One day I arrived at the airport with only 5 minutes to spare before class, opened my bag, and realised that I had left EVERYTHING in the office, right down to my MP3 player and speakers. Cue dramativ music and cold sweats!!! No internet, no support paper or listening materials, just me and the whiteboard for 3hrs. As conversation started with my students (and I was quickly preparing some failsafe games to buy myself some time to think) it arose that one of the students was going to be conducting job interviews to hire a new person for the HR department - bingo! And so 3hrs of job interview related class proceeded without a hitch. First the students wrote a job description together, keeping it to less than 30 words because it was to be published in the newspaper. Then we discussed questions that are frequently asked in job interviews at which point there was a lively discussion on the differences in the interview process between Chile and NZ/Aus (there can be up to 4 interviews in Chile and a couple of visits to a psychologist!) After some revision of question forms we moved onto possible answers, at which time we ran out of time! That's right, I ran out of time in a 3hr class with no materials. It left plenty of material for the next class (model answers, the difference between the present perfect and the past simple, and roleplays). Whatsmore, the students congratulated me on the class that had been one of their most enjoyable ever. What?? The class should have been the biggest disaster and I am receiving compliments?!  

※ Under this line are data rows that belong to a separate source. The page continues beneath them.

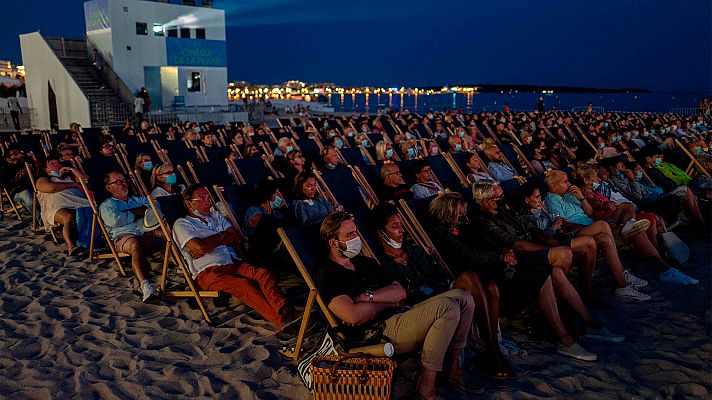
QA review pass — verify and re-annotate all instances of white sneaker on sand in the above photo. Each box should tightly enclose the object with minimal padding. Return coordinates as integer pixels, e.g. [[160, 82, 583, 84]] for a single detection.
[[623, 269, 648, 289], [660, 268, 700, 286], [556, 343, 598, 361], [583, 326, 625, 343], [616, 283, 650, 301], [141, 279, 158, 303], [621, 219, 650, 236]]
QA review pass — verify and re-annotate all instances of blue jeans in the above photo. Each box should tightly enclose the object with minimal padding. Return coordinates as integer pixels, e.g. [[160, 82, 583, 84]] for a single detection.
[[12, 190, 42, 225]]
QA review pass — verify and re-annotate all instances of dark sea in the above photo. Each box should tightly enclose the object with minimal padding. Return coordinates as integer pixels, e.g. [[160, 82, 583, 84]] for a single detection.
[[321, 92, 712, 113]]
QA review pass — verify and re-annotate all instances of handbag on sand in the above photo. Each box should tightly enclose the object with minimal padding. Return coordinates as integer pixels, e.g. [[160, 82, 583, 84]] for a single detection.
[[309, 354, 396, 400]]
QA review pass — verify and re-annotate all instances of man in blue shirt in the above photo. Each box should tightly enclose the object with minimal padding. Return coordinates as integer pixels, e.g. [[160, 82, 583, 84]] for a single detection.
[[99, 172, 165, 302]]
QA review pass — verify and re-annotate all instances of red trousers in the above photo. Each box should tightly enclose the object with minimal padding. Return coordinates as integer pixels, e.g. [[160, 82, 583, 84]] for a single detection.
[[195, 262, 285, 328]]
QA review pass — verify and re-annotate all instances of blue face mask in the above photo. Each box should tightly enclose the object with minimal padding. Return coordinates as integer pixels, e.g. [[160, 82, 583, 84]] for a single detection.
[[166, 174, 178, 185], [269, 196, 282, 210]]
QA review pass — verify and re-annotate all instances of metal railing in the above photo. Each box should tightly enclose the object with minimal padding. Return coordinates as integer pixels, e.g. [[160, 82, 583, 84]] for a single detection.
[[668, 107, 712, 115], [571, 106, 606, 114], [91, 102, 246, 126]]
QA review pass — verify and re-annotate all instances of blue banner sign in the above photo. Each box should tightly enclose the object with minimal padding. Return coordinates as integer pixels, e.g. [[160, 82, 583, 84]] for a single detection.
[[166, 37, 227, 67]]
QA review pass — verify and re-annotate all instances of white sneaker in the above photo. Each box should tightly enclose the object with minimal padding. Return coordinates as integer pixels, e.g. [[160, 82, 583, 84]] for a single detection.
[[623, 269, 648, 289], [660, 268, 700, 286], [141, 279, 158, 303], [556, 343, 598, 361], [615, 283, 650, 301], [621, 219, 650, 236], [583, 326, 625, 343]]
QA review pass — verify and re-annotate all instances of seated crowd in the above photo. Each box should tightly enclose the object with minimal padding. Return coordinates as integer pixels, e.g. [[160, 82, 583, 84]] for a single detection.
[[0, 110, 712, 399]]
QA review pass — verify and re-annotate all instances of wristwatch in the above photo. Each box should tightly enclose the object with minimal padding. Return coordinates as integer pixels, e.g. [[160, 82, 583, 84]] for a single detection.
[[366, 290, 373, 302]]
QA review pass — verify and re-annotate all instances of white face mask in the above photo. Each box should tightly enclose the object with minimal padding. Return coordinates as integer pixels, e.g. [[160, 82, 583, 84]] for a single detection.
[[380, 231, 403, 249], [339, 236, 361, 258]]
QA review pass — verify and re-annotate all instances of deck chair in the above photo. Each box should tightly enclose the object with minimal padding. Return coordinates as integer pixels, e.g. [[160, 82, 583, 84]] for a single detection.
[[147, 195, 219, 324], [675, 139, 710, 176], [277, 226, 382, 361], [79, 179, 131, 276], [25, 162, 60, 244]]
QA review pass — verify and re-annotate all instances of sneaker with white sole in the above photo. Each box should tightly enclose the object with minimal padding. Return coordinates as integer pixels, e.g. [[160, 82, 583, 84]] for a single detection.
[[623, 269, 648, 289], [616, 283, 650, 301], [659, 268, 700, 286], [556, 343, 598, 361], [583, 326, 625, 343], [141, 279, 158, 303], [621, 219, 650, 236]]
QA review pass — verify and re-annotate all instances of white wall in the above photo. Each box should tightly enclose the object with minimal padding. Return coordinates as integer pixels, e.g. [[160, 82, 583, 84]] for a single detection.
[[177, 67, 227, 106], [100, 0, 227, 105], [20, 32, 91, 129]]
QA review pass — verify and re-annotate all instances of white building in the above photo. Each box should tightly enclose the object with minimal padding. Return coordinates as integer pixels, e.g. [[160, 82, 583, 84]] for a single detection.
[[84, 0, 227, 108], [20, 0, 228, 129]]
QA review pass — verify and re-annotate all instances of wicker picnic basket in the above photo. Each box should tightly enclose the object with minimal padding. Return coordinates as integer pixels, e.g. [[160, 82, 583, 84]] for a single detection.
[[309, 355, 396, 400]]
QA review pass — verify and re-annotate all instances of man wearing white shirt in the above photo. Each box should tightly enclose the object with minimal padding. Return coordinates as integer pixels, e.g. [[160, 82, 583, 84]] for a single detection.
[[173, 185, 301, 329]]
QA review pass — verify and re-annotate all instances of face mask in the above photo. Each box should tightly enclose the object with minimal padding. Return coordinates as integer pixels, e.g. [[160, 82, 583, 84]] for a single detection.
[[339, 236, 361, 258], [379, 231, 403, 249], [269, 196, 282, 210], [166, 174, 178, 185]]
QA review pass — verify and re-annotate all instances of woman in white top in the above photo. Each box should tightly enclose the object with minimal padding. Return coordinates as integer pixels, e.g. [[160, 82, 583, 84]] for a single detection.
[[37, 153, 90, 256], [151, 163, 185, 199]]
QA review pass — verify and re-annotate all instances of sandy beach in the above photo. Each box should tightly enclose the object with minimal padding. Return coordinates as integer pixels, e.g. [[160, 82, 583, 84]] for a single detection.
[[0, 216, 712, 399]]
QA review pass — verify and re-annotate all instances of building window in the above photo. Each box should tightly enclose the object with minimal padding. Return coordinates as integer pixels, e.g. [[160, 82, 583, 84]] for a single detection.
[[136, 22, 148, 36], [188, 72, 201, 92]]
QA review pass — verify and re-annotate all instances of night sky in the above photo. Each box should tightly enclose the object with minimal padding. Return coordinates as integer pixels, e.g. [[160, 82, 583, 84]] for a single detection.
[[0, 0, 712, 92]]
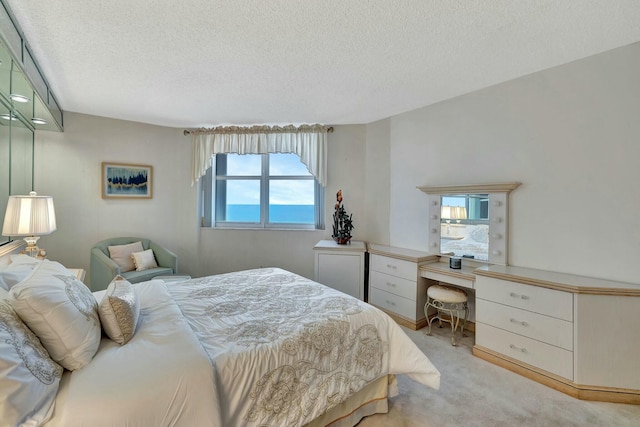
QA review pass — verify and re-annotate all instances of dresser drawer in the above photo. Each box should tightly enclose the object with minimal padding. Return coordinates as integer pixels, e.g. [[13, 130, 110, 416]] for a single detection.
[[476, 322, 573, 380], [369, 254, 418, 282], [369, 271, 416, 301], [476, 276, 573, 322], [476, 298, 573, 351], [369, 288, 424, 321]]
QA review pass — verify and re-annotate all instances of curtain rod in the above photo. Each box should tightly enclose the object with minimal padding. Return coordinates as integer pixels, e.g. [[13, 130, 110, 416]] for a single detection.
[[183, 126, 333, 136]]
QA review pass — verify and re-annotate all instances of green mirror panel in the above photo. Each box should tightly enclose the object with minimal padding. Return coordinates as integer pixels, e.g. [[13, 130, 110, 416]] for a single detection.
[[0, 44, 34, 244]]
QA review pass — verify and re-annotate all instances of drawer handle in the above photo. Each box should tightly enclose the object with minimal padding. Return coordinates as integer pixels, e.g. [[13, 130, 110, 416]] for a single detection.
[[509, 319, 529, 326], [509, 344, 527, 353]]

That was about 2 years ago, and I have been teaching the same way ever since (and trying to convince others to do the same). Recently I stumbled across the Teaching Unplugged movement on the internet, ordered the book and read it cover to cover. I feel validated knowing that what I am doing is recognised by others as a valid and useful form of teaching (not me simply being a lazy teacher as a colleague once refered to me as I was walking into class without any photocopies). Forgetting my materials was the best thing that ever happened to me! Now I am trying to pass it on to others.....

The majority of the learners in Chile seem to respond well to the unplugged method as most of them are completely bored with books. Luckily, at my institute we are already running half of our programmes from a task based approach which makes it easier to step into a unplugged type of lesson. I wouldn't say my lessons are 100% unplugged as I usually provide a topic or initial stimulus (usually task based), but they are certainly flexible as to the direction they take.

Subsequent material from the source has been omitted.